Thank you for all your help.
-
C: Asus/Appdata/Local/Temp/DAT827F.tmp.exe
you may try this while waiting, it sometimes work
Temp File Cleaner by OldTimer
TFC requires a reboot immediately after running. Be sure to save any unsaved work before running TFC.
http://www.geekstogo.com/forum/files/file/187-tfc-temp-file-cleaner-by-oldtimer/
-
Start OTS. Copy/Paste the information in the quotebox below into the panel where it says "Paste fix here" and then click the Run Fix button.
[Unregister Dlls]
[Processes - Safe List]
YY -> dat827f.tmp.exe -> C:\Users\Asus\AppData\Local\Temp\DAT827F.tmp.exe
[Registry - Safe List]
< FireFox Extensions [Program Folders] > ->
YY -> Java Console -> C:\Programmi\Mozilla Firefox\extensions\{CAFEEFAC-0016-0000-0020-ABCDEFFEDCBA}
YY -> Java Console -> C:\Programmi\Mozilla Firefox\extensions\{CAFEEFAC-0016-0000-0022-ABCDEFFEDCBA}
YY -> Java Console -> C:\PROGRAM FILES\MOZILLA FIREFOX\EXTENSIONS\{CAFEEFAC-0016-0000-0020-ABCDEFFEDCBA}
< Run [HKEY_USERS\S-1-5-21-350271379-3965886678-2468626992-1000\] > -> HKEY_USERS\S-1-5-21-350271379-3965886678-2468626992-1000\SOFTWARE\Microsoft\Windows\CurrentVersion\Run
YY -> "DAT827F.tmp.exe" -> C:\Users\Asus\AppData\Local\Temp\DAT827F.tmp.exe [C:\Users\Asus\AppData\Local\Temp\DAT827F.tmp.exe]
[Custom Items]
:Files
ipconfig /flushdns /c
:end
[Empty Temp Folders]
[EmptyFlash]
[CreateRestorePoint]
The fix should only take a very short time. When the fix is completed a message box will popup telling you that it is finished. Click the Ok button and Notepad will open with a log of actions taken during the fix. Post that information back here
I will review the information when it comes back in.
-
I tried the latest suggestion by Pondus, and for the time being, I haven't had any more pop-up messages. Should I still try the fix, or will it cause a new problem if the issue has been cleared up already?
-
follow Essexboy advice
-
Here's the latest log.
-
TFC killed the file and I removed the reg key ;D
How is it running now ?
-
Running smoothly and there's no pop-up panic. Yay! :)
I do believe y'all are geniuses. Heh. I can't thank you enough, honestly.
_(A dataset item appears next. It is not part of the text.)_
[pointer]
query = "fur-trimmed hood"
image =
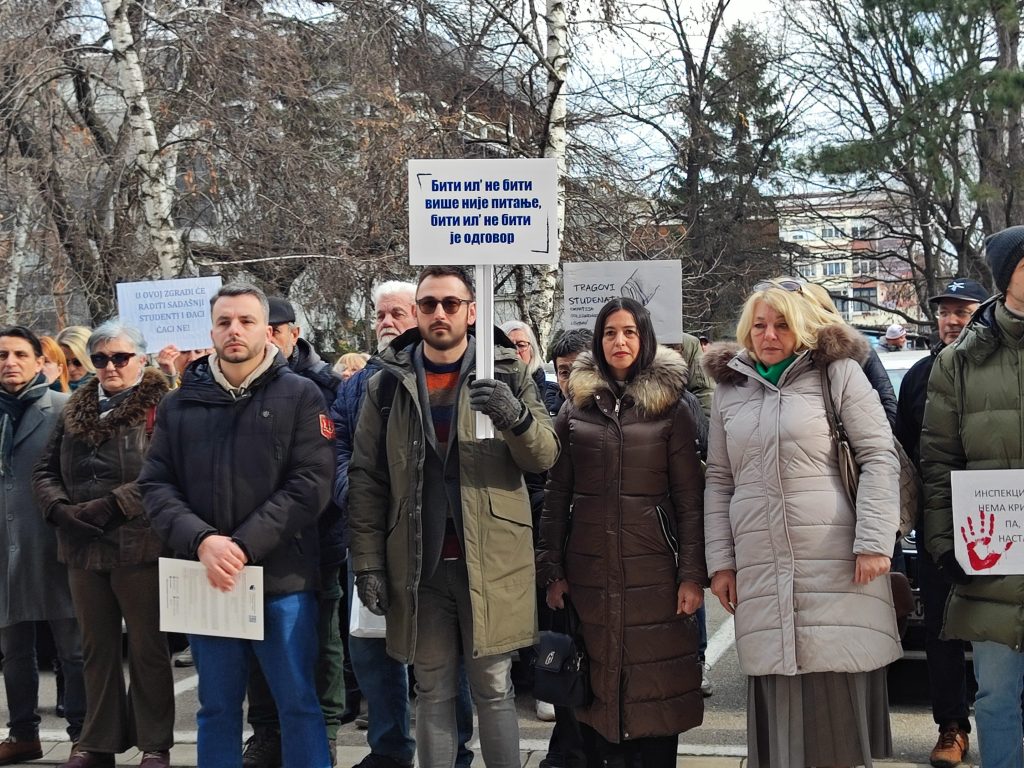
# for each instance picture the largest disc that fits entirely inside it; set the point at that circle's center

I know it's ridiculous, but even with all the backups in the world - remote or otherwise - my whole blinkin' world is on this thing. I tend to panic easily, so you'll probably hear from me again.
I apologize in advance for that, of course.
-
No probs - just run OTS and hit the cleanup button
-
Hi, uhm, I also got this an hour ago or so, and I tried the fix, but unfortunately, it didn't work for me.
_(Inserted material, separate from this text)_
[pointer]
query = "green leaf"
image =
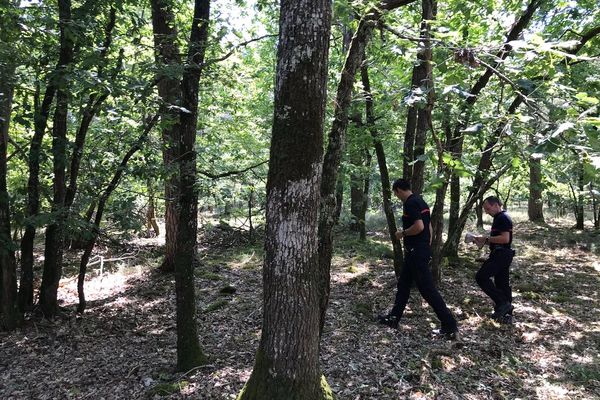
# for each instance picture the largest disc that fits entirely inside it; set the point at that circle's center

If it's any help, I will note that I only downloaded OTS, and the MalwareBytes Anti-Malware.
I have the logs from my most recent try (I've tried twice as of this post). As should be obvious, I'm also a complete newbie, and I ask that you be patient with me, if I am doing something wrong.
-
when you ask for help, always start a new topic and not inside someone else's
helping multiple people in same topic will be chaotic
you find the new topic button above the orange line here http://forum.avast.com/index.php?board=4.0
-
Alright, I will, thanks for pointing that out.